Monday, Sep. 21, 1942
Canada Casts a Shadow
In Montreal last week men and women waited in block-long lines to apply for permits to get jobs, or to leave jobs they already had. The Canadian Government was mobilizing all the manpower of the sprawling Dominion to put its immense resources completely into the war effort.
New laws provided:
> The Labor Department, the Munitions & Supply Department and the Wartime Prices & Trade Board would establish labor priority ratings for all industries.
> Workers could not quit, and employers could not dismiss, without seven days' notice in writing.
> Farm workers could not take permanent employment in industry except by special permission.
> No one could apply for any job without a Selective Service permit.
> Persons unemployed for more than 14 days could be ordered by Selective Service to jobs for which they were deemed fit.
> Five hundred dollars fine and twelve months' jail for violators, either workers or employers.
During September virtually all women from 20 to 24 must register for Selective Service. Other age groups will register later. Eventually 255,000 men or women will be needed in Canadian industry, to replace those now in the fighting forces.
Labor Minister Humphrey Mitchell took to the radio to broadcast that the new regulations did not freeze workers on their jobs. Nevertheless a Government spokesman reported that labor turnover had decreased.

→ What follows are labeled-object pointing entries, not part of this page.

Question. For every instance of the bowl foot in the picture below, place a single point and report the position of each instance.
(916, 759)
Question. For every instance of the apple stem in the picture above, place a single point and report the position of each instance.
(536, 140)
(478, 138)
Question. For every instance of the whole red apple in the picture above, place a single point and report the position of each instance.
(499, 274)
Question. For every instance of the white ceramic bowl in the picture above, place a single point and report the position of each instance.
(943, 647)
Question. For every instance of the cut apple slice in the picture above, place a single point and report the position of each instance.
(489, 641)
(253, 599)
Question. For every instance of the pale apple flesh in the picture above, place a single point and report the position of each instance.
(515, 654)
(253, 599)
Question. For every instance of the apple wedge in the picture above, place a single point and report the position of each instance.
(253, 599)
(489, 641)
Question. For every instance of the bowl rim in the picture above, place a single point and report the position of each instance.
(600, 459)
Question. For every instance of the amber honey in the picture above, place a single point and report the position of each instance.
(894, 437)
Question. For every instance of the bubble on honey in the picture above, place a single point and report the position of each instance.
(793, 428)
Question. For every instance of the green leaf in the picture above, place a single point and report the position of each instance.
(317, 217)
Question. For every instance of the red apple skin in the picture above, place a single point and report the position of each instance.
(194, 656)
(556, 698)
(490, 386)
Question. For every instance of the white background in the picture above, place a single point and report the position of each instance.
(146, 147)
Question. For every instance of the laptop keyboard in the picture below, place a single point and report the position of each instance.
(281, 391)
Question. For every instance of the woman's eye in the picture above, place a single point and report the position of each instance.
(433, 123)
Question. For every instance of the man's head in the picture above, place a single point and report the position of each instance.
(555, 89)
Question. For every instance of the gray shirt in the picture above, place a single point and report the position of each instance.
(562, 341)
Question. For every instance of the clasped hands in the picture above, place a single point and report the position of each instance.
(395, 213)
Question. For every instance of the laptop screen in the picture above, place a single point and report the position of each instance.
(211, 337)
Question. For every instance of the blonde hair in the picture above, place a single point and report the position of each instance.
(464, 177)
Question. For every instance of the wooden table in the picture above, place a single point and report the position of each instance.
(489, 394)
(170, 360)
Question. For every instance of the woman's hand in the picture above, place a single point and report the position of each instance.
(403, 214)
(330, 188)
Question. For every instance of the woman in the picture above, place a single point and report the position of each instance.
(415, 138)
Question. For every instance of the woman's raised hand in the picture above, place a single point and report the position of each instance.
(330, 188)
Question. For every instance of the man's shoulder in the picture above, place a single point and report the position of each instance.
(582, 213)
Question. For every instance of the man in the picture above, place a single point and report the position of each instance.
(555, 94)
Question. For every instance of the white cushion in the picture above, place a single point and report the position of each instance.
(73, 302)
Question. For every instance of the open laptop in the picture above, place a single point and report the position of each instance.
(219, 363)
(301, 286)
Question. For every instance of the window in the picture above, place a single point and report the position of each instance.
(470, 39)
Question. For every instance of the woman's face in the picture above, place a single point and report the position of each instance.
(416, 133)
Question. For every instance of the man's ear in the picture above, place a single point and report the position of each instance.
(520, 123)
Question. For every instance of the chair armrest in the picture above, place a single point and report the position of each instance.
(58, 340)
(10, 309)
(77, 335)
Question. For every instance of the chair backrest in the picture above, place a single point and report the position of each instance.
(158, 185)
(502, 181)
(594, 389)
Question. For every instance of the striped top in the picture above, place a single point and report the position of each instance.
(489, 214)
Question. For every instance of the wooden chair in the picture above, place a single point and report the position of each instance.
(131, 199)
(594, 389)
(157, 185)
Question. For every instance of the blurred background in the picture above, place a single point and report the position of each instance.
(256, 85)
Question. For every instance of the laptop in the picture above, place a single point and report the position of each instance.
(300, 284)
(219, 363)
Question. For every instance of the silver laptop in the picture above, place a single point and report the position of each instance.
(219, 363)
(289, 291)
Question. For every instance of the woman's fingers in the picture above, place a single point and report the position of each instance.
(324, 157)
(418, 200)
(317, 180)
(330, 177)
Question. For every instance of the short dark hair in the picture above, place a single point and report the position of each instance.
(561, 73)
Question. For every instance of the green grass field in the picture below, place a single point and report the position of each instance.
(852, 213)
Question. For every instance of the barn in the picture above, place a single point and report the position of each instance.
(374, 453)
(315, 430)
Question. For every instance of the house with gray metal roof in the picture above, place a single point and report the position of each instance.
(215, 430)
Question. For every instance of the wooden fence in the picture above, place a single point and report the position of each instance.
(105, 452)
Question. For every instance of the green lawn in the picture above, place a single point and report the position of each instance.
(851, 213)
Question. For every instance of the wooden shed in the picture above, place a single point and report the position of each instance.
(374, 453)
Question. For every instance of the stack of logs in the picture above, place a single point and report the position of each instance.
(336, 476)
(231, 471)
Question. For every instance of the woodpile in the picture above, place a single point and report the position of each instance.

Canada's unemployed were being put to work, her manpower and womanpower mobilized and regimented, as it has been mobilized and regimented in Russia and, to a lesser extent, in Britain. The U.S. took notice. Commented the New York Herald Tribune: "Canada always seemed to be ahead of us in coming to grips with the grim requirements of war, especially on the economic front, [but] however reluctantly and haltingly, we followed the pointing of her finger."